The second issue is more abstract. Because it's possible to wrap every instance variable in a method and to therefore treat any variable as if it's just another object, the distinction between data and a regular object begins to disappear. Regardless of how far your thoughts move in this direction, you should hide data from yourself. Doing so protects the code from being affected by unexpected changes.

Hide Data Structure

If being attached to an instance variable is bad, depending on a complicated data structure is worse.

If an instance variable contains a complicated data structure (for example two-dimensional array or array of hashes, etc), just hiding the instance variable is not enough. A change to its structure would cascade throughout your code; each change represents an opportunity to create a bug.

Direct references into complicated structures are confusing, because they obscure what data really is, and they are a maintenance nightmare.

In Ruby, it's easy to separate structure from meaning. Just as you can use a method to wrap an instance variable, you can use the Ruby Struct class to wrap a structure.

For example

From

class Person
  attr_reader :name, :day, :month, :year

  def initialize(opts={})
    @name = opts[:name]
    @day = opts[:day]
    @month = opts[:month]
    @year = opts[:year]
  end

  def birthday
    # do st to get birthday from day, month, year.
  end
end

We can change

class Person
  attr_reader :name, :birthday

  Birthday = Struct.new(:day, :month, :year) do
     def birth_day
       # Do st 
     end
  end

  def initialize(opts={})
    @name = name
    @birthday = Birthday.new(opts[:day], opts[:month], opts[:year])
  end
end

This style of code allows you to protect against changes in externally owned data structures and to make your code more readable and intention revealing.

Yo! I wanna to talk a little bit about Struct.

Why should I use a Struct?

You don't have to use a Struct, but it is there for certain situation where it can make your life easier.

vinhnglx commented 8 years ago

Enforce Single Responsibility Everywhere

Creating classes with a single responsibility has important implications for design, but the idea of single responsibility can be usefully employed in many other parts of your code.

Extract extra responsibilities from Methods Methods, like classes, should have a single responsibility, makes them easy to change and easy to re-use.

The impact of a single refactoring like this is small, but the cumulative effect of this coding is huge. Methods that have a single responsibility confer the following benefits:

Isolate Extra Responsibilities in Classes

Once every method has a single responsibility, the scope of your class will be more apparent. But, if circumstances allow you to create a separate class, perhaps you should.

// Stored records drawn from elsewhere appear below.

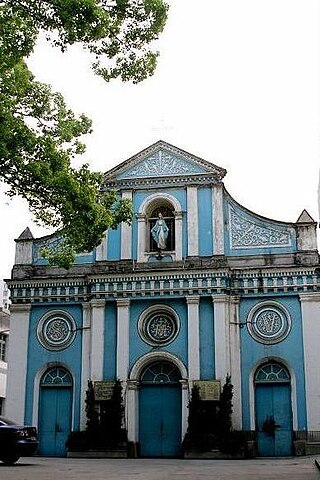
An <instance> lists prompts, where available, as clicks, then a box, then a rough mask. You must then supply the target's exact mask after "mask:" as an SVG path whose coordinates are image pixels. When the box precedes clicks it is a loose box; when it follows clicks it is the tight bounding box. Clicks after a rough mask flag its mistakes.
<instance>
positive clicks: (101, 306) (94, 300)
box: [90, 298, 106, 308]
mask: <svg viewBox="0 0 320 480" xmlns="http://www.w3.org/2000/svg"><path fill="white" fill-rule="evenodd" d="M105 304H106V301H105V300H102V299H100V298H93V299H92V300H90V305H91V307H92V308H102V307H104V306H105Z"/></svg>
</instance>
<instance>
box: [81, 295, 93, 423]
mask: <svg viewBox="0 0 320 480" xmlns="http://www.w3.org/2000/svg"><path fill="white" fill-rule="evenodd" d="M90 329H91V306H90V303H83V304H82V358H81V393H80V395H81V401H80V405H81V406H80V408H81V410H80V428H81V429H82V430H84V429H85V426H86V392H87V389H88V380H89V379H90V378H91V365H90V364H91V351H90V334H91V330H90Z"/></svg>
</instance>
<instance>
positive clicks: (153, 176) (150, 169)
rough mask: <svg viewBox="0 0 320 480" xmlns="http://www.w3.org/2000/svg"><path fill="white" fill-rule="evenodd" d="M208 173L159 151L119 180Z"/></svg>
mask: <svg viewBox="0 0 320 480" xmlns="http://www.w3.org/2000/svg"><path fill="white" fill-rule="evenodd" d="M199 173H206V171H205V170H204V169H203V168H201V167H200V166H198V165H195V164H194V165H193V164H192V163H191V162H187V161H185V160H184V159H182V158H180V157H176V156H174V155H172V154H170V153H169V152H165V151H163V150H159V151H158V152H155V153H154V154H153V155H150V156H149V157H147V158H146V159H145V160H143V161H142V162H140V163H138V164H137V165H135V166H134V167H132V168H130V169H128V170H127V171H125V172H123V173H122V174H121V175H119V177H118V178H143V177H159V176H170V175H179V174H186V175H187V174H199Z"/></svg>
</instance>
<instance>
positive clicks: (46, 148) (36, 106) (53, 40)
mask: <svg viewBox="0 0 320 480" xmlns="http://www.w3.org/2000/svg"><path fill="white" fill-rule="evenodd" d="M167 8H168V7H167V5H166V4H165V3H164V1H163V0H100V1H99V0H42V1H38V0H12V1H10V0H0V180H3V181H4V182H5V183H6V184H7V185H8V186H9V192H8V194H9V195H11V196H13V195H20V196H21V197H23V198H24V199H26V200H27V201H28V203H29V206H30V209H31V211H32V212H33V214H34V215H35V218H36V220H37V221H39V222H40V223H42V224H44V225H46V226H48V227H53V228H55V229H58V230H60V234H61V235H62V237H63V242H62V243H61V244H60V247H58V248H57V249H53V250H52V249H50V248H47V249H45V250H44V252H43V253H44V255H45V257H46V258H48V259H49V262H50V263H52V264H58V265H60V266H63V267H65V268H69V267H70V266H71V264H72V262H73V260H74V256H75V253H79V252H83V251H91V250H92V249H93V248H94V247H95V246H97V245H98V244H99V243H100V241H101V240H102V237H103V234H104V232H105V231H106V230H107V229H108V228H110V227H111V228H115V227H116V226H117V225H118V224H119V223H120V222H122V221H125V222H130V221H131V218H132V210H131V205H130V203H128V201H127V200H125V201H120V200H118V199H117V197H116V195H115V193H114V192H105V191H103V190H102V188H101V185H102V182H103V174H102V173H94V172H90V170H89V168H88V165H84V166H82V167H81V168H79V169H75V168H72V166H71V162H72V160H73V159H74V157H75V156H76V155H78V154H81V153H83V152H84V150H85V146H84V144H83V142H82V138H83V136H84V135H86V134H89V133H91V121H90V120H89V119H88V118H87V117H86V116H85V115H80V116H79V117H77V116H75V115H74V113H73V112H72V111H71V110H70V109H69V108H68V107H67V105H66V104H65V102H64V99H63V97H62V96H61V94H59V93H55V92H53V91H52V89H51V87H50V86H48V85H45V84H43V83H40V82H38V81H36V79H35V78H34V76H33V74H32V72H31V71H30V70H29V69H28V67H27V64H26V59H27V57H28V56H29V55H30V54H31V53H32V51H33V48H34V46H35V44H36V41H37V38H38V35H39V32H45V35H46V37H47V39H48V41H50V42H51V44H52V45H53V46H57V47H59V48H61V49H62V50H65V49H66V48H67V47H68V46H69V45H72V44H74V43H78V44H80V45H81V46H82V47H83V48H84V49H87V50H88V51H89V52H91V53H92V55H93V58H94V60H93V64H92V66H93V69H94V71H95V72H96V73H97V74H99V75H101V76H102V77H103V78H104V79H105V80H107V81H109V80H111V79H113V78H120V79H122V80H130V81H132V82H134V83H137V82H139V81H141V80H144V79H145V78H147V77H148V76H149V75H152V74H153V72H154V69H155V66H156V58H157V55H158V54H157V52H154V51H153V50H152V48H151V46H150V45H152V42H153V41H154V40H155V39H157V37H158V35H159V34H160V33H161V31H162V30H163V27H164V24H165V21H166V18H167Z"/></svg>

Ruby allows you to move the responsibility to a new class.

class Person
  attr_reader :name, :birthday

  def initialize(opts={})
    @name = opts[:name]
    @birthday = Birthday.new(opts[:day], opts[:month], opts[:year])
  end
end

class Birthday
  def initialize(day, month, year)
    # do st
  end
end

If you have a muddled class with too many responsibilities, separate those responsibilities into different classes. Concentrate on the primary class. If you identify extra responsibilities that you can't yet remove, isolate them. Don't allow extraneous responsibilities to leak into your class.

Summary

The path to changeable and maintainable object-oriented software begins with classes that have single responsibility. Classes that do one thing isolate that thing from the rest of your application. The isolation allows change without consequence and reuse without duplication.